図1:ハイライト部のプリント出力拡大写真

また、従来のスクリーンで発生しがちだったグラデーションのトーンジャンプ(色の段差)を抑え、なめらかな階調の再現性、美しいハイライト表現を提供し、高画質を実現しています。

図2:HQデジタルスクリーンMACS技術によりグラデーションやハーフトーンの再現性が向上(○印部分)

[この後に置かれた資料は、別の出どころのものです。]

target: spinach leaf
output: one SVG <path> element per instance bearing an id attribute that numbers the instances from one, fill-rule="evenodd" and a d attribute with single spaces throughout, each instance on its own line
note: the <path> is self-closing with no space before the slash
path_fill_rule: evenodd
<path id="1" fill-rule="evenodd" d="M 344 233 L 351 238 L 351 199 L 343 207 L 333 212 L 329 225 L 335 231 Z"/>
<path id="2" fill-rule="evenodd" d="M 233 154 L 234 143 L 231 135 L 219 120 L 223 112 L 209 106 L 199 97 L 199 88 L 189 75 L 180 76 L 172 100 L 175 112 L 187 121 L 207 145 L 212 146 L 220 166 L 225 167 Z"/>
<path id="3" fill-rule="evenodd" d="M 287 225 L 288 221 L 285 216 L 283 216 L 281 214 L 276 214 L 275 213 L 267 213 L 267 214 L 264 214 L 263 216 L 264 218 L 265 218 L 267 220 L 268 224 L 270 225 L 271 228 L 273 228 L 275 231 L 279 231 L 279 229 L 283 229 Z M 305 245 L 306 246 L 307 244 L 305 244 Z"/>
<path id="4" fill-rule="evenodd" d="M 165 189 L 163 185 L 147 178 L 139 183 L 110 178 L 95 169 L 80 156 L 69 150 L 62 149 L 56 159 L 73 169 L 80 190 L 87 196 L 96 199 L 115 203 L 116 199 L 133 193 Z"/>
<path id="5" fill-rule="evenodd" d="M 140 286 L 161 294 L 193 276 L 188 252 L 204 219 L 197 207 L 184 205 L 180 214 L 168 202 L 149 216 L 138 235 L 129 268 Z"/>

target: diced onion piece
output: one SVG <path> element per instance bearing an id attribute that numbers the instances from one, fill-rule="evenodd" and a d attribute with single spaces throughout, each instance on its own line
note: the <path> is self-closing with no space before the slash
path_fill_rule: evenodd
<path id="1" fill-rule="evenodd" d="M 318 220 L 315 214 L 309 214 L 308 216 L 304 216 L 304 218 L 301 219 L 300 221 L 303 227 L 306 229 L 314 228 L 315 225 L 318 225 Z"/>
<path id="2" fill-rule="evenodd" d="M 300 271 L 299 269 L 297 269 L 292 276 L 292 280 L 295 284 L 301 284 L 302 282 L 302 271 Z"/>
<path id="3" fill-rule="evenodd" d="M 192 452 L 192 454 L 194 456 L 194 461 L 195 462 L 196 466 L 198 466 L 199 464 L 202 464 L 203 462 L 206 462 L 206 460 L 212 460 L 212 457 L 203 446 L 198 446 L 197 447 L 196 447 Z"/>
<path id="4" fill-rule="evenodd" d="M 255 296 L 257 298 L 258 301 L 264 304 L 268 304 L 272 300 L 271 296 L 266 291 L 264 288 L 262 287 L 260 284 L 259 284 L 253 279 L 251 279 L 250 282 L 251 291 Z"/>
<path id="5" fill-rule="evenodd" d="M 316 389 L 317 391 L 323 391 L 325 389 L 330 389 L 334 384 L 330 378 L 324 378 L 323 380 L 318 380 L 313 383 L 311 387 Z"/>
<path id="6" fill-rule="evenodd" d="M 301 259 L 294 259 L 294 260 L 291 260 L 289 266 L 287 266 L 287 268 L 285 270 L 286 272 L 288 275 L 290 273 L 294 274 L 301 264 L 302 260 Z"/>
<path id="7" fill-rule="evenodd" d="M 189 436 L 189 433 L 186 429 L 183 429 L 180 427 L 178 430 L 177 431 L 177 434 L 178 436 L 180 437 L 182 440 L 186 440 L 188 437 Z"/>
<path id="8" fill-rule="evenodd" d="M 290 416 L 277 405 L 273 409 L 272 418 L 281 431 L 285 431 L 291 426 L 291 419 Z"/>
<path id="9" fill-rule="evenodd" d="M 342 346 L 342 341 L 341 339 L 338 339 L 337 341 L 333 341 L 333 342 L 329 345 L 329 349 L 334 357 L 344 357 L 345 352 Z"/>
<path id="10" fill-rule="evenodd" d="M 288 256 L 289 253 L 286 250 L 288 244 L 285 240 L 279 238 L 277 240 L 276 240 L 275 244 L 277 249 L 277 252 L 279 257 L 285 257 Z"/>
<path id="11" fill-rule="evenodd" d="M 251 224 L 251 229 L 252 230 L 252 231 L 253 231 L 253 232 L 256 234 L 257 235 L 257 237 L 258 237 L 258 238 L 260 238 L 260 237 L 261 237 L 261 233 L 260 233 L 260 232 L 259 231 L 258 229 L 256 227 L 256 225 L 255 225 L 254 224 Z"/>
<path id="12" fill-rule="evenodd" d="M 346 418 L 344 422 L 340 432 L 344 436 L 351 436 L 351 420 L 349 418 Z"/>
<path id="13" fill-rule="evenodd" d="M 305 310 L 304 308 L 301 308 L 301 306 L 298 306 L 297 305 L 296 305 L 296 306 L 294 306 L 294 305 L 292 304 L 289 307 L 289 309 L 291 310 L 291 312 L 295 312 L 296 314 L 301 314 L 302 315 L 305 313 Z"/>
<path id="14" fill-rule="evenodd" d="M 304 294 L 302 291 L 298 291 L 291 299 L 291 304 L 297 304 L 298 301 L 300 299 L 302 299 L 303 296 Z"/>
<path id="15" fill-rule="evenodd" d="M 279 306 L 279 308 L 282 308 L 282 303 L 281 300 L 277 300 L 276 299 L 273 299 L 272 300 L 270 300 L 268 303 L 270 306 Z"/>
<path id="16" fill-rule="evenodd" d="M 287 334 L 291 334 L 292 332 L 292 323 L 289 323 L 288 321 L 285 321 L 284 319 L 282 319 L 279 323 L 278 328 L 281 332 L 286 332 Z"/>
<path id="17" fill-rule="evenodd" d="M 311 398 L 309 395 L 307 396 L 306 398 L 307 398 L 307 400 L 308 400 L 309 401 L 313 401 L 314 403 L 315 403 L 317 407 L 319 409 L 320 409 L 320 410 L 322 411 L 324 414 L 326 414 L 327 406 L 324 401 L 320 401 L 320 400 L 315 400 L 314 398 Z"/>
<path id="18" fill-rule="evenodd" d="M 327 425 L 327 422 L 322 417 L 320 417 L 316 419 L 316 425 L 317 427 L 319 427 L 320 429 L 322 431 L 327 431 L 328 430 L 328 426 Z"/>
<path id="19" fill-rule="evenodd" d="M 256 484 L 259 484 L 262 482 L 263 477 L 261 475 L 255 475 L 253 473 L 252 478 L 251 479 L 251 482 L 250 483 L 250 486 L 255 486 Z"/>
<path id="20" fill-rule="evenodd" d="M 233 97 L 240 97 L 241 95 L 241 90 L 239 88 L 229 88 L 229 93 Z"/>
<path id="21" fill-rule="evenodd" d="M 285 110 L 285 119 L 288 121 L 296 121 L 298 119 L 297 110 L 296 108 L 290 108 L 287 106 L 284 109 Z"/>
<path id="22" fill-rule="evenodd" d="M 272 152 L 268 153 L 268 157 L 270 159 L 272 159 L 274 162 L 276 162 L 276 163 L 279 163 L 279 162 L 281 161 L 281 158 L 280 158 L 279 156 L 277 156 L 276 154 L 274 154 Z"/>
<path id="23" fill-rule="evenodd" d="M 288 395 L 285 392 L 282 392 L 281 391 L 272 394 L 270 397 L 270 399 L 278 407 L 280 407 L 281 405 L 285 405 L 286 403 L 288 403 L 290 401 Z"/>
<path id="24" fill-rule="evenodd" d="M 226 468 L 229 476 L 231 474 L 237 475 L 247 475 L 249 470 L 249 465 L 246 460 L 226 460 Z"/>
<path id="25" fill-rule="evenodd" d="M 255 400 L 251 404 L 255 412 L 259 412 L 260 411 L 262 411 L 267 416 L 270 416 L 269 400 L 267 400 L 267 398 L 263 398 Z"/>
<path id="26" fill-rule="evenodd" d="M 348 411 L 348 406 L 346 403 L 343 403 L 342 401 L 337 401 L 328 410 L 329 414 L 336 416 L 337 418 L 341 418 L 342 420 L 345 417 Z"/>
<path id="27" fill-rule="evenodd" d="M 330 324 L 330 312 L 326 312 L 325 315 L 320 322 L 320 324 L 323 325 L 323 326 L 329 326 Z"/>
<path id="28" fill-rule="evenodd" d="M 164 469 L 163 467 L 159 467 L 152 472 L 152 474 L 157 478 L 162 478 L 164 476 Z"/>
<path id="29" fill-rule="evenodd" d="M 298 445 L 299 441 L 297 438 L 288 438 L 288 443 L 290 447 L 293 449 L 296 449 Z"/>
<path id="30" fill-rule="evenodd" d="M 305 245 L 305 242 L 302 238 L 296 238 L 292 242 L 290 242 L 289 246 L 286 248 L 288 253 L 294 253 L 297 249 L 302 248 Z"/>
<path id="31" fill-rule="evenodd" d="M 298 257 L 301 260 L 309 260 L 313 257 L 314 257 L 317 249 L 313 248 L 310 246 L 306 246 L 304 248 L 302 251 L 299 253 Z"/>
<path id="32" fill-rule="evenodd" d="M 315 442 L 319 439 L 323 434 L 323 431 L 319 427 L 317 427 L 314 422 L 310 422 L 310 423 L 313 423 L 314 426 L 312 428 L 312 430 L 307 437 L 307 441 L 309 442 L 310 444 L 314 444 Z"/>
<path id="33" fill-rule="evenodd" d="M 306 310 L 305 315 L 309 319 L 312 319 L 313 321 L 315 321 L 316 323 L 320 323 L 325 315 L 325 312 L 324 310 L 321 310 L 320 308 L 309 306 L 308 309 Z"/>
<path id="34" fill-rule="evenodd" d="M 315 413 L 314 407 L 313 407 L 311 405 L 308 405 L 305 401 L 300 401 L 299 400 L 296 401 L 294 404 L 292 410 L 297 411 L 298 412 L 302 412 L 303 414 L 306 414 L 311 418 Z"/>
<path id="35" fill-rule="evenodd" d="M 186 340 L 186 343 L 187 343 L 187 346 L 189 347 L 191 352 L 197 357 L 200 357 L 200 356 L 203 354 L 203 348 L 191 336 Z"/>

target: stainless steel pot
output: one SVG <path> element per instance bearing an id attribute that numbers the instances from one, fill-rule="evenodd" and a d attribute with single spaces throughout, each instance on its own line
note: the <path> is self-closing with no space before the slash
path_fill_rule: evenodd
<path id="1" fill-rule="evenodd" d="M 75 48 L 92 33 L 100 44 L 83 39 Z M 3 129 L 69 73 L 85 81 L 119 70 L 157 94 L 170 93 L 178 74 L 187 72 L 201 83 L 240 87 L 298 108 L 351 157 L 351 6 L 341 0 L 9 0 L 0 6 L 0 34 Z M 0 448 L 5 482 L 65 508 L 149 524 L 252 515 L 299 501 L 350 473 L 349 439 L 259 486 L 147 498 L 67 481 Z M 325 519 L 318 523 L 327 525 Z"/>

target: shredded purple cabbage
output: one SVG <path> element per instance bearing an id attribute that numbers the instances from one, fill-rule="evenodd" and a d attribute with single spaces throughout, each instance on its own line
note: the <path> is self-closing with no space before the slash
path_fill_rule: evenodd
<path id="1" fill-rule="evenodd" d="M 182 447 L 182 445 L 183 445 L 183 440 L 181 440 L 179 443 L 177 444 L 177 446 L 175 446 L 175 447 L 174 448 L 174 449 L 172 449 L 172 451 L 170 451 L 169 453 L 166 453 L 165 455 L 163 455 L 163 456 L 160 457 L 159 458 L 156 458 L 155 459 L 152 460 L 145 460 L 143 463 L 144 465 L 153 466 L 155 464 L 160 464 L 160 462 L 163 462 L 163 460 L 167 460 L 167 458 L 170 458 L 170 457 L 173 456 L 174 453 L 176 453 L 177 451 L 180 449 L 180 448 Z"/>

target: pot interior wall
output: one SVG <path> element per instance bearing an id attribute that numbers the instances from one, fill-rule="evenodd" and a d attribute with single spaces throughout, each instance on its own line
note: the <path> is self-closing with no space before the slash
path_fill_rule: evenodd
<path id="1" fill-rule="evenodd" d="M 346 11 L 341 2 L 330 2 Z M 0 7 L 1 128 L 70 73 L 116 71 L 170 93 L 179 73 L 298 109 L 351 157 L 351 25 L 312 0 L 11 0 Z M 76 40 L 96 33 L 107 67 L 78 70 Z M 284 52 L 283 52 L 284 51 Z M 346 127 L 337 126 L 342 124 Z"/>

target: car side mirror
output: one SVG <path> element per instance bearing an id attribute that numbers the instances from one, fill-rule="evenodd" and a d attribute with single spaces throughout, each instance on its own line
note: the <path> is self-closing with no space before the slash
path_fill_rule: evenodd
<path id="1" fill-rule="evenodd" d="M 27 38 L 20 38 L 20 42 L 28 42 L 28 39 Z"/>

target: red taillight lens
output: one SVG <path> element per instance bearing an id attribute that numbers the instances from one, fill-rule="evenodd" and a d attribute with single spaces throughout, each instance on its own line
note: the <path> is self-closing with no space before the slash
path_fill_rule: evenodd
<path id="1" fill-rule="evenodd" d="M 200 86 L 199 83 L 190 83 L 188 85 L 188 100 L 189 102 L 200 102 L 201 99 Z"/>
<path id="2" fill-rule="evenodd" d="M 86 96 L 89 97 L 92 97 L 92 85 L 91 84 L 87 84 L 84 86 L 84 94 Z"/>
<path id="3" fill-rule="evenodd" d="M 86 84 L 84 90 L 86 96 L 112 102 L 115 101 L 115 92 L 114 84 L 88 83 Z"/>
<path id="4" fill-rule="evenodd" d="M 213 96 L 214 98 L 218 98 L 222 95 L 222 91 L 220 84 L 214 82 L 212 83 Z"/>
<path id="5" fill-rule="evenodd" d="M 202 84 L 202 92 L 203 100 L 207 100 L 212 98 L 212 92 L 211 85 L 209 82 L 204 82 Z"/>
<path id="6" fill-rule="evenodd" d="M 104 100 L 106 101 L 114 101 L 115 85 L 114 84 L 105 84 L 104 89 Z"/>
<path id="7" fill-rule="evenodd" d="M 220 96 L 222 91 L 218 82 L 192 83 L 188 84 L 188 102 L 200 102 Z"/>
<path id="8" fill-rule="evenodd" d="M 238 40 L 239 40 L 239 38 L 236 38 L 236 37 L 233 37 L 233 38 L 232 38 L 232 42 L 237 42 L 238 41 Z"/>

従来の600dpiベースの技術に比べて、このHQデジタルスクリーンMACS技術は2,400dpiの超微細な画素を制御することにより、スクリーン線数、スクリーン形状、スクリーン角度の自由度が印刷に迫るレベルに向上し、なめらかな階調再現性を実現しました。

図3:スクリーン形状

より高画質を求められる一部の機種には、次の新たな技術が導入されています。
さらなるグラデーション品質の向上を目指し、階調の経時変動補正とスクリーン処理bit数の処理分解能を従来比で4倍に拡大することで大幅に改善し、より滑らかなグラデーション再現を実現します。

図4:面積当たりのデータ変換能力の比較

FMスクリーン

富士ゼロックスは、独自のFM(Frequency Modulation)スクリーンを開発しました。FMスクリーンは、網点の配置がランダムなスクリーンであり、モアレ(規則的な縞々模様)を回避できるスクリーンとして、印刷や複合機、プリンターで広く用いられています。
本FMスクリーンはゼログラフィー特性に応じた幾何学的最適網点配置により、従来のFMスクリーンに比べ大幅に粒状性が向上しました。さらに、ゼログラフィー特性をスクリーンに取り込むことで、よりなめらかな階調再現とディテール表現の向上も実現しています。これにより、モアレが発生しやすい細かい繰り返しの絵柄や、より一層のディテール表現を必要とする画像など、原稿や用途に応じて最適な画質を提供します。